The paper tackled the challenges of text-speech alignment and high computational cost in diffusion-based TTS by proposing ARCHI-TTS with a semantic aligner and accelerated inference, achieving WERs as low as 1.42% and outperforming SOTA systems.

Although diffusion-based, non-autoregressive text-to-speech (TTS) systems have demonstrated impressive zero-shot synthesis capabilities, their efficacy is still hindered by two key challenges: the difficulty of text-speech alignment modeling and the high computational overhead of the iterative denoising process.

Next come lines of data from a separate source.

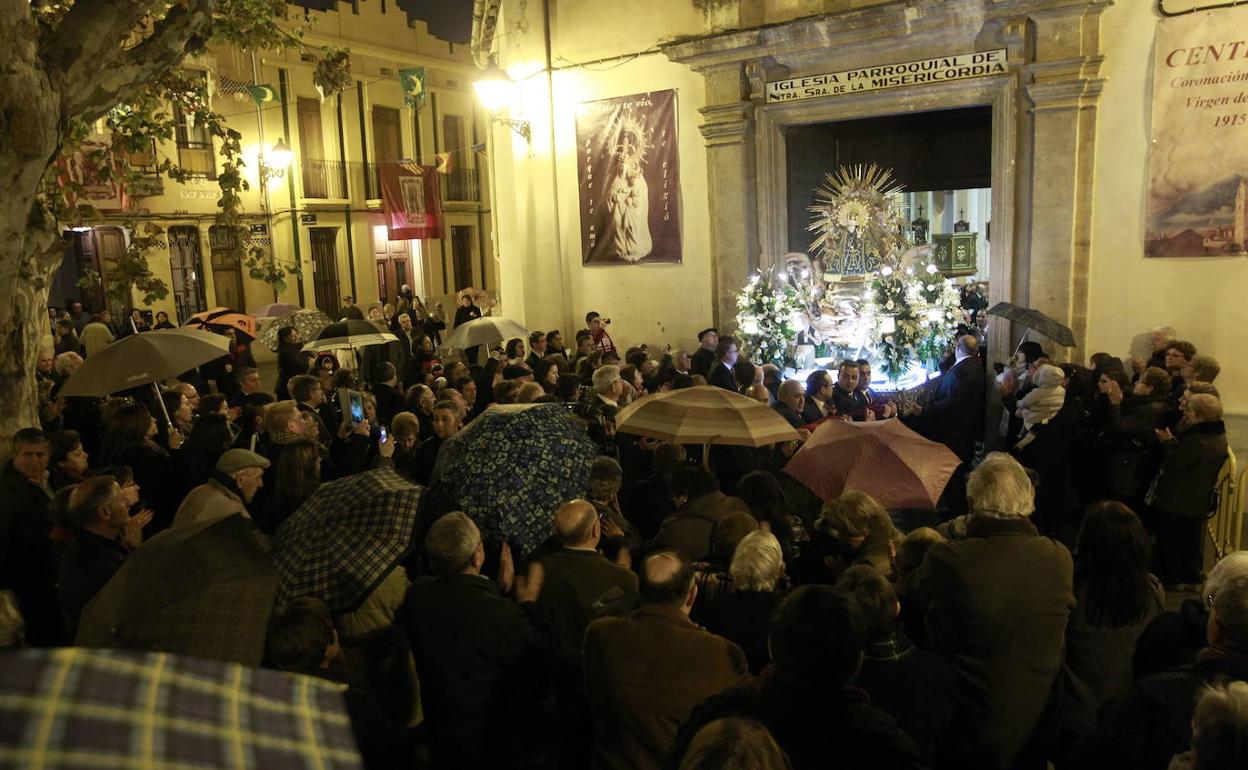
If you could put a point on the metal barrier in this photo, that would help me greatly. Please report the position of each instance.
(1226, 526)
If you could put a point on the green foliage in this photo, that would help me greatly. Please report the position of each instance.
(769, 316)
(145, 121)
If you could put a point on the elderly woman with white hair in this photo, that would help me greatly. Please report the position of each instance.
(999, 602)
(758, 585)
(1182, 493)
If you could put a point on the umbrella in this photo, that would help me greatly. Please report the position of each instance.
(348, 335)
(73, 708)
(884, 458)
(704, 414)
(1035, 321)
(225, 317)
(308, 322)
(484, 331)
(346, 538)
(512, 468)
(276, 310)
(205, 590)
(139, 360)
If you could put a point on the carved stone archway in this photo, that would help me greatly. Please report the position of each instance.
(1043, 131)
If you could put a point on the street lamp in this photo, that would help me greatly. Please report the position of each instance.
(276, 161)
(497, 91)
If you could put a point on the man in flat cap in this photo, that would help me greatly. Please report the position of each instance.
(238, 474)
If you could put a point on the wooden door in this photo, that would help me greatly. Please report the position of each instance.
(226, 268)
(325, 270)
(186, 265)
(387, 139)
(311, 149)
(110, 251)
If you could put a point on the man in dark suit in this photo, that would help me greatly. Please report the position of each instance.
(537, 350)
(954, 416)
(703, 358)
(699, 506)
(390, 398)
(819, 392)
(647, 672)
(721, 368)
(580, 585)
(790, 402)
(476, 652)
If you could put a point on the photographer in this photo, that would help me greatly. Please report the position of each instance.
(598, 325)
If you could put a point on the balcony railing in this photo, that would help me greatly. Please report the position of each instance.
(458, 185)
(196, 159)
(323, 179)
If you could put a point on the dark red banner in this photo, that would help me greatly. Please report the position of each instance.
(411, 201)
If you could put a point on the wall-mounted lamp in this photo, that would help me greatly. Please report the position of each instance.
(497, 91)
(276, 161)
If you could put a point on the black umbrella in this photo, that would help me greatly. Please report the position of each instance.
(1035, 321)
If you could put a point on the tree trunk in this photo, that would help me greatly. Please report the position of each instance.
(30, 134)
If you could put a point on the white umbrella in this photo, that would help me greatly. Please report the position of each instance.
(145, 358)
(348, 335)
(484, 331)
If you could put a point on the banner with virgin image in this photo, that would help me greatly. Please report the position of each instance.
(411, 201)
(629, 179)
(1198, 157)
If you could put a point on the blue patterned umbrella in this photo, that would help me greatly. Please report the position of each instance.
(512, 468)
(346, 538)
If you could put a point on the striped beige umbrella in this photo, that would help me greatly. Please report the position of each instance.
(704, 414)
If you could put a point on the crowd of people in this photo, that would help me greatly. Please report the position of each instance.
(697, 609)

To address these limitations, we propose ARCHI-TTS that features a dedicated semantic aligner to ensure robust temporal and semantic consistency between text and audio. To overcome high computational inference costs, ARCHI-TTS employs an efficient inference strategy that reuses encoder features across denoising steps, drastically accelerating synthesis without performance degradation. An auxiliary CTC loss applied to the condition encoder further enhances the semantic understanding. Experimental results demonstrate that ARCHI-TTS achieves a WER of 1.98% on LibriSpeech-PC test-clean, and 1.47%/1.42% on SeedTTS test-en/test-zh with a high inference efficiency, consistently outperforming recent state-of-the-art TTS systems.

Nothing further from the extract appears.